Canned seafood is considered a delicacy on the Iberian Peninsula. While the roasted cauliflower visually dominates this dish, the canned mackerel in aioli adds great depth and balance.
This recipe has two distinct origins. A Yotam Ottolenghi Masterclass triggered the idea for the roasted cauliflower. An article on Culinary Backstreets intrigued me to experiment with canned fish or conservas in Spanish. These two threads merged in my mind at some point, and here we are.
Canned Mackerel in Aioli
canning is a way to capture the catch at its peak—a tinned time capsule of unparalleled flavour and nutrients.The Case for Conservas: A Guide to Iberian Canned Fish and Seafood
I have long appreciated canned sardines and mackerel, despite my doctor’s warning about salt intake. Just as roast pork is a popular alternative filling for bánh mì, the ubiquitous Vietnamese baguette (see crispy roast pork belly in a baguette), canned fish in tomato sauce is also a popular option. Spot the small cans of mackerel at this street-side bánh mì stand.
Apart from in bánh mì, conservas are great together with focaccia bread. After reading the Culinary Backstreets article, I found another great resource on canned fish by Serious Eats. This omega-3 rich canned fish delicacy deserved to be more than a sandwich spread. Complementing the canned mackerel with aioli was the first step towards the solution I was seeking. This garlic flavoured relative of mayonnaise will highlight the mackerel and the roasted cauliflower, becoming a bridge between these two components. It is not hard to make. However, it is easier to watch how to make it rather than read about it. Linked in the recipe below is a helpful video.
You will be able to find aisle’s full of canned sardines, mackerel, salmon, and tuna at your local supermarket. However, we are looking for the real thing from the Iberian Peninsula (Spain or Portugal). Canned fish from Italy and Greece can also be excellent. Striking out at my local supermarket, I found what I was looking for at a gourmet market. If sources such as these don’t work for you, try Amazon.

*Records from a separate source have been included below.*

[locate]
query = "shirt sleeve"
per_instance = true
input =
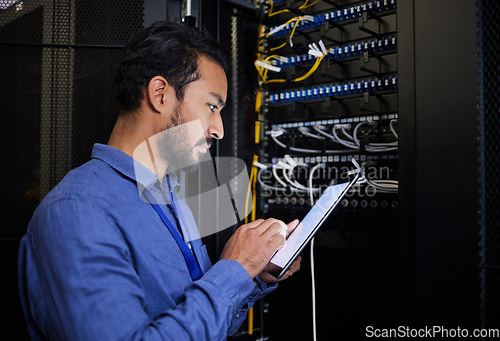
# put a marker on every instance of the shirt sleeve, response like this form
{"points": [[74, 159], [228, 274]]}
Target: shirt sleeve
{"points": [[84, 285], [260, 290]]}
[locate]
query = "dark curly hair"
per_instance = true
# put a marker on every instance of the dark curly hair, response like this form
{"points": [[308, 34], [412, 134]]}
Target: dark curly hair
{"points": [[165, 49]]}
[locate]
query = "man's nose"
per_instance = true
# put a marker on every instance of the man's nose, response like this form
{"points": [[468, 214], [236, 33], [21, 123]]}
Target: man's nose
{"points": [[216, 127]]}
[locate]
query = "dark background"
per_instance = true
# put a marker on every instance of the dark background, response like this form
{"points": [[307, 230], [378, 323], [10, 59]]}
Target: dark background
{"points": [[439, 267]]}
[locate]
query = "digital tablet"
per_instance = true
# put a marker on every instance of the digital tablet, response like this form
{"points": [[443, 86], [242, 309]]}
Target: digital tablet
{"points": [[306, 229]]}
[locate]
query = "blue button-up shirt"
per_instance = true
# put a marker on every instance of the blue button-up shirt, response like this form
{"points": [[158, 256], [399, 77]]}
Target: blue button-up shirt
{"points": [[97, 263]]}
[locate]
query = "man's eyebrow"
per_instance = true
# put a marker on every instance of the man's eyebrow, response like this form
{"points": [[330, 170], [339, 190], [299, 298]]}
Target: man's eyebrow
{"points": [[219, 99]]}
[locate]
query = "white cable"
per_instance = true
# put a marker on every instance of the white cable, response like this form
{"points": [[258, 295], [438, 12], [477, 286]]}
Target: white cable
{"points": [[344, 131], [313, 282], [343, 142], [275, 174], [393, 130], [305, 150], [318, 127], [305, 131]]}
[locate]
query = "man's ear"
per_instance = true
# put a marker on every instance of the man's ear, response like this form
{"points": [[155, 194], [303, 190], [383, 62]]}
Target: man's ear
{"points": [[159, 93]]}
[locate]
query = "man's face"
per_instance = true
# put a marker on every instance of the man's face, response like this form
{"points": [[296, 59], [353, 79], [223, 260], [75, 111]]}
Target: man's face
{"points": [[196, 120]]}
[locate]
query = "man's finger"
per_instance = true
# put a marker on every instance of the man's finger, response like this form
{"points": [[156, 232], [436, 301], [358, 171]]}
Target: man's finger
{"points": [[291, 226]]}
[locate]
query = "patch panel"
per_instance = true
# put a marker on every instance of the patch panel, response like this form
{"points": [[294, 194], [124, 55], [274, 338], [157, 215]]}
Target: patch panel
{"points": [[339, 89], [339, 52], [338, 16]]}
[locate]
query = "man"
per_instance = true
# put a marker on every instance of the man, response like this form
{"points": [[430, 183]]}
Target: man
{"points": [[104, 261]]}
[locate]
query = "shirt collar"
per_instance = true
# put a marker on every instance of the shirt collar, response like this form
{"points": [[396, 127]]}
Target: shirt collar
{"points": [[129, 167]]}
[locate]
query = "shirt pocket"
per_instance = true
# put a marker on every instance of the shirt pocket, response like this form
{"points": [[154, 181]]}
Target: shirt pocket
{"points": [[205, 262]]}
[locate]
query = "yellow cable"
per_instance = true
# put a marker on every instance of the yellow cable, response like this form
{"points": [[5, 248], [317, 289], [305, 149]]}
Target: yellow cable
{"points": [[277, 47], [311, 70], [282, 11], [305, 4], [251, 184]]}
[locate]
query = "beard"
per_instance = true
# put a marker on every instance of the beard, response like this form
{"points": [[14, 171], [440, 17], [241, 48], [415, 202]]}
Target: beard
{"points": [[176, 147]]}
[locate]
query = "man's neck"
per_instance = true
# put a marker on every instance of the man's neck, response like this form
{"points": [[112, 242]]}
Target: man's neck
{"points": [[136, 141]]}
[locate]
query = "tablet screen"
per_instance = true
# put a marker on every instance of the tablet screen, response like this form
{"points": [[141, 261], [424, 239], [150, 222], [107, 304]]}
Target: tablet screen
{"points": [[310, 224]]}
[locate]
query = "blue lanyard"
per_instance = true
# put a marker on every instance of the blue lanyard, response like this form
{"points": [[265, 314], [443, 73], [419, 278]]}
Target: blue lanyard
{"points": [[191, 262]]}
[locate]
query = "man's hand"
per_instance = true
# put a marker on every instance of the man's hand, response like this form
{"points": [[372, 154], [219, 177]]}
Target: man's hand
{"points": [[253, 244], [266, 275]]}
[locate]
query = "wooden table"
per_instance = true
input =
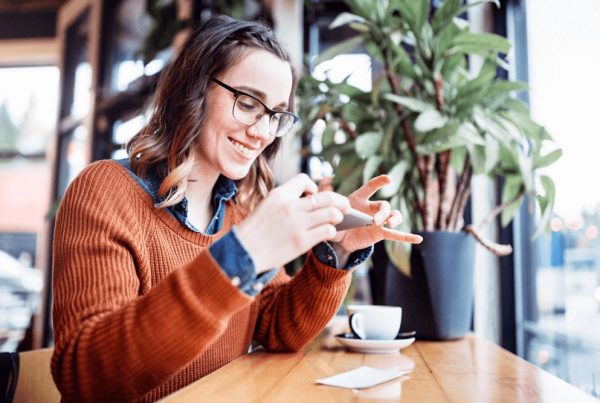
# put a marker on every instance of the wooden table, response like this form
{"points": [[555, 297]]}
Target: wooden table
{"points": [[466, 370]]}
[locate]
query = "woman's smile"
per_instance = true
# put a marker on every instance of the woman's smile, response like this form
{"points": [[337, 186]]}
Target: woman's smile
{"points": [[246, 150]]}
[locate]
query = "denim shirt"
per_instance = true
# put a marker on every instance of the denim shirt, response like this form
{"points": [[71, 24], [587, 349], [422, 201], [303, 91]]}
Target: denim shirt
{"points": [[228, 251]]}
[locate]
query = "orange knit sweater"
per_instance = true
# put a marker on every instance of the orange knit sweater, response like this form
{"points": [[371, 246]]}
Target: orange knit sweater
{"points": [[142, 309]]}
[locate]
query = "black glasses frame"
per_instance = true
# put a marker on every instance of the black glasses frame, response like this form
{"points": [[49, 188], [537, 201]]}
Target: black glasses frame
{"points": [[268, 110]]}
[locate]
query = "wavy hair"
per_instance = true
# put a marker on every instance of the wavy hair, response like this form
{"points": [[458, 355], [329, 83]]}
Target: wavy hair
{"points": [[169, 139]]}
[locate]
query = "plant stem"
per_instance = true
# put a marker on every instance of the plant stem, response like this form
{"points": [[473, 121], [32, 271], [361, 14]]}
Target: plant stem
{"points": [[494, 213], [496, 248], [463, 188], [428, 205], [445, 189]]}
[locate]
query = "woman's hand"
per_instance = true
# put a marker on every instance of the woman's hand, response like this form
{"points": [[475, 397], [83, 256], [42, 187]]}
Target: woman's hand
{"points": [[346, 242], [285, 224]]}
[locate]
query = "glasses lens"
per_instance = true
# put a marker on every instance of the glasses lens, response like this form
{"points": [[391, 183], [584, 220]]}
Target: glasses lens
{"points": [[247, 110], [281, 123]]}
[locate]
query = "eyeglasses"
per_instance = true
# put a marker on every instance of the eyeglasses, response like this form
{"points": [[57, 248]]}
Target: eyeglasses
{"points": [[248, 110]]}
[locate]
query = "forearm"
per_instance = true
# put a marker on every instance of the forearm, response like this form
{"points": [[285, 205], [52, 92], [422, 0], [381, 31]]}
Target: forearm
{"points": [[294, 312], [120, 354]]}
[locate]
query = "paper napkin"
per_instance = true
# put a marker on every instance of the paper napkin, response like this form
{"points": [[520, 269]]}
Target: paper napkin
{"points": [[362, 377]]}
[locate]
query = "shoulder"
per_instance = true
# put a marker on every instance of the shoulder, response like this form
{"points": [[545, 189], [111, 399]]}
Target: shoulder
{"points": [[105, 180]]}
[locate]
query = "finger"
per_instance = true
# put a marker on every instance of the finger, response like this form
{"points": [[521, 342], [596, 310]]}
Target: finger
{"points": [[394, 219], [297, 185], [368, 189], [321, 233], [326, 199], [393, 235], [325, 215], [383, 210]]}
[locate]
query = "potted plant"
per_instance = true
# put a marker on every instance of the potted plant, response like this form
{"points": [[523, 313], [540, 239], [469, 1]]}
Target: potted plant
{"points": [[431, 123]]}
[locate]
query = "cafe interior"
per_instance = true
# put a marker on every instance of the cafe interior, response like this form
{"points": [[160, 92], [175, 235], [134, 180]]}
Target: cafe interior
{"points": [[76, 81]]}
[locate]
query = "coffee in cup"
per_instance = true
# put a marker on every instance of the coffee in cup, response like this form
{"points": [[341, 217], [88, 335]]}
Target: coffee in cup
{"points": [[375, 322]]}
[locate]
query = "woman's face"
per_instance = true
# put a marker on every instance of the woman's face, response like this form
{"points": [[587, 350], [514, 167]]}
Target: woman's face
{"points": [[227, 146]]}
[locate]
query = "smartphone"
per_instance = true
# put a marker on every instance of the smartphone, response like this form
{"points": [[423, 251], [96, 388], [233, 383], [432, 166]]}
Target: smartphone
{"points": [[354, 219]]}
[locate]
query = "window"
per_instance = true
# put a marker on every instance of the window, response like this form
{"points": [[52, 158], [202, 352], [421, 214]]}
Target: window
{"points": [[562, 323]]}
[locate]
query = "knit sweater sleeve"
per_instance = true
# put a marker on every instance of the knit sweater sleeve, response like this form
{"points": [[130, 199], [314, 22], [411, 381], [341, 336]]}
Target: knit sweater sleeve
{"points": [[111, 344], [294, 311]]}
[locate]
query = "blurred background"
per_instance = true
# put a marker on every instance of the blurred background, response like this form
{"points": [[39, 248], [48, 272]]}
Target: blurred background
{"points": [[75, 77]]}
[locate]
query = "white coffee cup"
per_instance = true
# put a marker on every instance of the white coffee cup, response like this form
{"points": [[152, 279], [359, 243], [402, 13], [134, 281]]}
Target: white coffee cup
{"points": [[375, 322]]}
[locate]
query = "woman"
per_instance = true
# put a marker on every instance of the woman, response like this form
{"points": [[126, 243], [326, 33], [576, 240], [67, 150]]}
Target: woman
{"points": [[166, 266]]}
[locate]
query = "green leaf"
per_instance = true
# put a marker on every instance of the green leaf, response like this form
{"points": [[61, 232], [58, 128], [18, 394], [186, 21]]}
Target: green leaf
{"points": [[414, 104], [346, 18], [458, 159], [477, 154], [397, 173], [468, 133], [429, 120], [367, 144], [547, 159], [509, 212], [343, 47], [371, 167]]}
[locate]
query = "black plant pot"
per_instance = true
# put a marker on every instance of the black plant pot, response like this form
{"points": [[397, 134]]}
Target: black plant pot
{"points": [[437, 301]]}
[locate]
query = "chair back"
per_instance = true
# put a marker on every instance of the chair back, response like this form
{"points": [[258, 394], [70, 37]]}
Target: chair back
{"points": [[35, 383]]}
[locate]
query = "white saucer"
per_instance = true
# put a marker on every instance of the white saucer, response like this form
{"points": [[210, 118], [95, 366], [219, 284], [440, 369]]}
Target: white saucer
{"points": [[373, 346]]}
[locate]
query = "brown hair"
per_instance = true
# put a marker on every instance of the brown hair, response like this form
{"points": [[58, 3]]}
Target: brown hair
{"points": [[169, 139]]}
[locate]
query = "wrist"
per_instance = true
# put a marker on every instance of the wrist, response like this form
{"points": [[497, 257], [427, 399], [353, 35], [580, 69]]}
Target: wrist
{"points": [[341, 254], [246, 240]]}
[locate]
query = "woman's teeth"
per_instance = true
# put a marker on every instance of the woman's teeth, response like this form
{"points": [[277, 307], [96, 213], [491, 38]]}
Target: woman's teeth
{"points": [[242, 148]]}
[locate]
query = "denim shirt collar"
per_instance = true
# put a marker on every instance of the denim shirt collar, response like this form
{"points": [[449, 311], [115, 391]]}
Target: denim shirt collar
{"points": [[223, 191]]}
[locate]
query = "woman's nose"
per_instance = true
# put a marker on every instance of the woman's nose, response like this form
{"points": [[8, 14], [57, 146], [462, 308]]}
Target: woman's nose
{"points": [[261, 127]]}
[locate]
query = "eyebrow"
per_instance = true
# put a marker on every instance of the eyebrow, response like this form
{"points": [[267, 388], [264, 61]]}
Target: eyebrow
{"points": [[260, 94]]}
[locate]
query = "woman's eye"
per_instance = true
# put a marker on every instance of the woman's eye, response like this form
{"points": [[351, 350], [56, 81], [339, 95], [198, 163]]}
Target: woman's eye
{"points": [[248, 104]]}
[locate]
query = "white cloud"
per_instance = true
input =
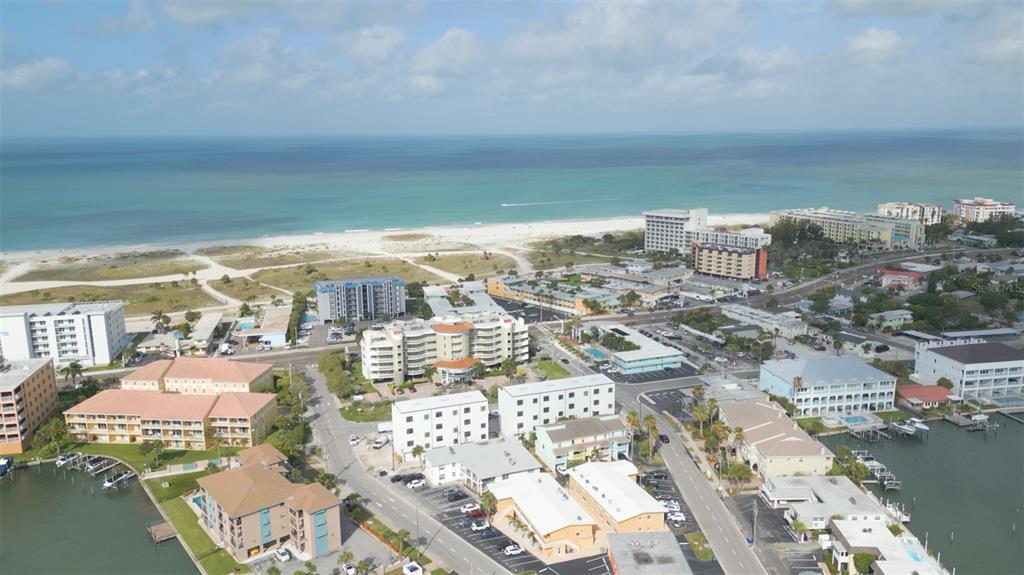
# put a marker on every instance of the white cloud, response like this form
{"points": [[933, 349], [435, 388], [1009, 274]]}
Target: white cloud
{"points": [[35, 74], [376, 43], [876, 46], [457, 51]]}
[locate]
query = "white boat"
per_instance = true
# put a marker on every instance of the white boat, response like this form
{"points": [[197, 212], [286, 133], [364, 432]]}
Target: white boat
{"points": [[918, 423]]}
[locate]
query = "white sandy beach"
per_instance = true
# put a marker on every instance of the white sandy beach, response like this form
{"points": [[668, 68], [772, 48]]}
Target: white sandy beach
{"points": [[375, 241]]}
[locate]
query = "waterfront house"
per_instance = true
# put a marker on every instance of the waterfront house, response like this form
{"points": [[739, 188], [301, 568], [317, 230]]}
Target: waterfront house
{"points": [[254, 509], [828, 386], [603, 437]]}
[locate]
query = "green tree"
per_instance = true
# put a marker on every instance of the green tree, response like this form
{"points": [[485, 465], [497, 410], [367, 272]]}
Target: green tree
{"points": [[72, 371]]}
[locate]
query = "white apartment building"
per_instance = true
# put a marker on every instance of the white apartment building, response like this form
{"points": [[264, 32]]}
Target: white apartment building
{"points": [[441, 421], [867, 229], [786, 324], [525, 406], [828, 386], [454, 344], [977, 369], [679, 229], [92, 334], [981, 209], [927, 214]]}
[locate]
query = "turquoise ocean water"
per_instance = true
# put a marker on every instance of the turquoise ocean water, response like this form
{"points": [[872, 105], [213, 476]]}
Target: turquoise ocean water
{"points": [[85, 192]]}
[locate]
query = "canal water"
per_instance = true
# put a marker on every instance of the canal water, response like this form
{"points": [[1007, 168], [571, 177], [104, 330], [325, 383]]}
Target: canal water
{"points": [[964, 489], [51, 525]]}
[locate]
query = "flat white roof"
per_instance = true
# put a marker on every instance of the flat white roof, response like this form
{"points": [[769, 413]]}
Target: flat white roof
{"points": [[608, 483], [543, 502], [557, 385], [438, 401]]}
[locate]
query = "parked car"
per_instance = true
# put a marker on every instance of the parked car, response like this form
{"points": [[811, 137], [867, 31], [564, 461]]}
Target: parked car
{"points": [[283, 555]]}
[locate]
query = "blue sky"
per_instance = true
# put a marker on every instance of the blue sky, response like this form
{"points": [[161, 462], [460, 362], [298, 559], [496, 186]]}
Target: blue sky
{"points": [[286, 67]]}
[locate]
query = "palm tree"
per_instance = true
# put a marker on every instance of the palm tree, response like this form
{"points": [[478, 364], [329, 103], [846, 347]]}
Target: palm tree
{"points": [[72, 371], [650, 426]]}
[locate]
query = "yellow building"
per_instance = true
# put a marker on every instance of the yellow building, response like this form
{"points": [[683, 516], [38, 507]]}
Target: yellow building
{"points": [[197, 376], [560, 527], [608, 491], [254, 509], [28, 397], [128, 416]]}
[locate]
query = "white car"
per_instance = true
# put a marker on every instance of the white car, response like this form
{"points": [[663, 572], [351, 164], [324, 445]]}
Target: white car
{"points": [[283, 555]]}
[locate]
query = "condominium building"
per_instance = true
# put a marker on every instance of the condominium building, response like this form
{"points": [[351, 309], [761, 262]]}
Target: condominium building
{"points": [[92, 334], [522, 407], [127, 416], [865, 229], [440, 421], [786, 324], [601, 438], [609, 493], [454, 345], [679, 229], [828, 386], [773, 444], [981, 209], [28, 397], [355, 300], [196, 376], [927, 214], [559, 525], [977, 370], [733, 262], [254, 509]]}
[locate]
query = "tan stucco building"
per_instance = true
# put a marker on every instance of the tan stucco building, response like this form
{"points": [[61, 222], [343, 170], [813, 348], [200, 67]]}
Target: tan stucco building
{"points": [[254, 509], [28, 397]]}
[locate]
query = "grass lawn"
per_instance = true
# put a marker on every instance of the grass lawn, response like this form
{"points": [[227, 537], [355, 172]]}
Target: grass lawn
{"points": [[139, 300], [699, 545], [380, 411], [302, 277], [243, 288], [120, 266], [465, 264], [551, 369]]}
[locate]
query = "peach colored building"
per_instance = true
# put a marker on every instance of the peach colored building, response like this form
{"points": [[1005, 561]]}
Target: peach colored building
{"points": [[608, 491], [254, 509], [28, 397], [177, 421], [199, 376]]}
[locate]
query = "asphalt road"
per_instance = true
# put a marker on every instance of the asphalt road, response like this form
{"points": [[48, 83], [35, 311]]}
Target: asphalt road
{"points": [[396, 507]]}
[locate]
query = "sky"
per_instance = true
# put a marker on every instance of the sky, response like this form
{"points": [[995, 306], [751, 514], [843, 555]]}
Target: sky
{"points": [[177, 68]]}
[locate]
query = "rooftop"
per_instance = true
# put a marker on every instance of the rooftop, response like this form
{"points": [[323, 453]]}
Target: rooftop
{"points": [[824, 370], [543, 502], [980, 353], [647, 554], [564, 384], [610, 484], [12, 372], [439, 401], [769, 430], [486, 459]]}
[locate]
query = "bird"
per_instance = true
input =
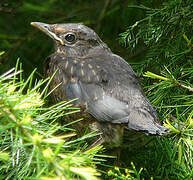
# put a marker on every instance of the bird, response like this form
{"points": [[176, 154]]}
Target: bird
{"points": [[105, 87]]}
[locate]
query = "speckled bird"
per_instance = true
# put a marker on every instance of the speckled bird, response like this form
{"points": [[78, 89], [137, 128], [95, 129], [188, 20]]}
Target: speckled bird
{"points": [[104, 84]]}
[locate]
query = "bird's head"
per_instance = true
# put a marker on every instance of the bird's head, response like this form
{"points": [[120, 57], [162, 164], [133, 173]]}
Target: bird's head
{"points": [[73, 39]]}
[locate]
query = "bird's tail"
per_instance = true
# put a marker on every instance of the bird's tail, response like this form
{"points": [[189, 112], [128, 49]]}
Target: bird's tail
{"points": [[146, 120]]}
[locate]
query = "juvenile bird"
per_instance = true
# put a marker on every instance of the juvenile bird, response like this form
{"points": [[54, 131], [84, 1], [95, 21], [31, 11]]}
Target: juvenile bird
{"points": [[103, 83]]}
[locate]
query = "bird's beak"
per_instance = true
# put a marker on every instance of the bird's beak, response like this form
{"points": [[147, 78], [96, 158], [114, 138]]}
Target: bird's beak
{"points": [[46, 28]]}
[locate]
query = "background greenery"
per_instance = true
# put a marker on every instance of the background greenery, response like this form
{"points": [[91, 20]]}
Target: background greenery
{"points": [[155, 37]]}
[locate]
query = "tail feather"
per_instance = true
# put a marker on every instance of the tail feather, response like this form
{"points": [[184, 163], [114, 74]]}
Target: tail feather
{"points": [[143, 120]]}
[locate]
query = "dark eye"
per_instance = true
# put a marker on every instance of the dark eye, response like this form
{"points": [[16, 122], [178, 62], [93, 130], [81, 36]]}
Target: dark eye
{"points": [[70, 38]]}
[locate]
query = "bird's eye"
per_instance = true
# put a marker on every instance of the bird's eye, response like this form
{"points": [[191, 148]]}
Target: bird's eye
{"points": [[70, 38]]}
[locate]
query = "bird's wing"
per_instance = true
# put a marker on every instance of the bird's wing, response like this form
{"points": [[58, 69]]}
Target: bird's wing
{"points": [[112, 91]]}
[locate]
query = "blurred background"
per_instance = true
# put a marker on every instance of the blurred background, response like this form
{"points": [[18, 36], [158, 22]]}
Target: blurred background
{"points": [[109, 18], [152, 35]]}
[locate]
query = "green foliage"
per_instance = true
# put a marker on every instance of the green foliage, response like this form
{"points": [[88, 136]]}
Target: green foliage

These mackerel fillets, packed in a mustard sauce, were delicious on a piece of sourdough bread. I was quickly back to buy more for this dish. The mustard sauce that coated the fillets worked very well with both the aioli and the roasted cauliflower. But the mustard component is by no means essential to this recipe. Mackerel fillets packed in tomato sauce or olive oil would work equally as well. If you can’t get mackerel, use canned sardines. They, too, have a great taste but not so much of the texture that mackerel has.
When roasting cauliflower, it undergoes an interesting transformation, becoming something quite different from its boiled version, as used in this cauliflower purée. Roasting accentuates cauliflower’s nutty flavour while retaining that creamy mouthfeel.
A paste made of turmeric, smoked paprika, garlic, and olive oil is brushed over the cauliflower before it is roasted. This paste enhances the natural flavours, adding earthy and smoky characters to the cauliflower’s nuttiness. The Maillard reaction from the roasting process then adds its share of flavour. Your fellow diners will be amazed at how incredibly flavourful the humble cauliflower can be.
Aioli, like mayonnaise, is intended to draw attention to the flavours of whatever it accompanies. And so it does here. That garlicky creaminess complements and enhances the cauliflower, as it does that succulent and delicious canned fish.
Roasted Cauliflower with Canned Mackerel in Aioli
- 1 Tbsp turmeric
- 1 Tbsp smoked paprika
- 5 cloves garlic, crushed
- 1/2 tsp salt
- 1/4 cup olive oil
- 1 large head of cauliflower or 2 small heads
Canned Mackerel Aioli
- 1 egg yolk
- 2 cloves garlic, crushed
- 1/2 Tbsp Dijon mustard
- Juice from 1/2 a lemon or lime
- 100 ml extra virgin olive oil
- 100 ml grape seed oil or other neutral oil
- 200 g canned Mackerel
- 1/4 tsp salt you may not need any salt at all as the canned mackerel will be well seasoned
- 1/2 tsp freshly ground black pepper
- Preheat the oven to 200 degC.
- Combine all the ingredients except the cauliflower.
- Trim the leaves and base from the cauliflower.
- Cut through the top to the base to make 4 “steaks”, each 15-20 mm thick.
- Brush the steaks with the sauce and place on a baking tray.
- Roast for 10-15 minutes per side, or until starting to char.
Canned Mackerel Aioli
- Make the aioli according to this video…
- Break up the mackerel a bit and combine with 2 or 3 Tbsp of the aioli.